Are turing machines with an infinite program tape that is completely random, or another example is a Game of Life simulation on an infinite randomly initialized grid, still turing machines, so to speak?

edit: if this is the wrong place to ask this(?) remove it

• This is the correct place to ask this, but you might want to be a bit more focused and formal about the specific question you want. Currently it borders being opinion-based, since it is not really well-defined what "equivalent to TM with infinite sized random memory" means. I took the interpretation of the question to ask only about TMs. Jan 23, 2022 at 23:23

## 1 Answer

They are still turing complete.

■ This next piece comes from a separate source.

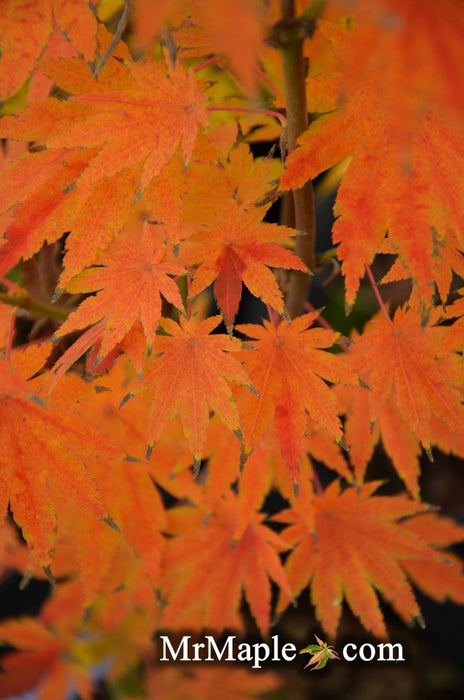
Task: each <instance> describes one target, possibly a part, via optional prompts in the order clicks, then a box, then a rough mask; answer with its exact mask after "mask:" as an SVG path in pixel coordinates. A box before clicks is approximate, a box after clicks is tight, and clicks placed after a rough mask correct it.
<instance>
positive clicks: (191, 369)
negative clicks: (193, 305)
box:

Here is some intuition for why:

You can manually "clear", say, the first $$100$$ positions by replacing them with a blank. Then, we can "split" the tape into two parts by writing a special character $$\#$$, for which the first half are all of the tape contents before the first occurrence of $$\#$$ and the rest of the tape is everything else.

We can now consider the first part of the tape to be a "cleaned out" tape, like a usual TM would have. When we run out of space, we move $$\#$$ a few cells forward (any constant number you really want) and set the memory it the area it was before to $$\sqcup$$ (effectively allocating a constant extra memory and then clearing the contents out).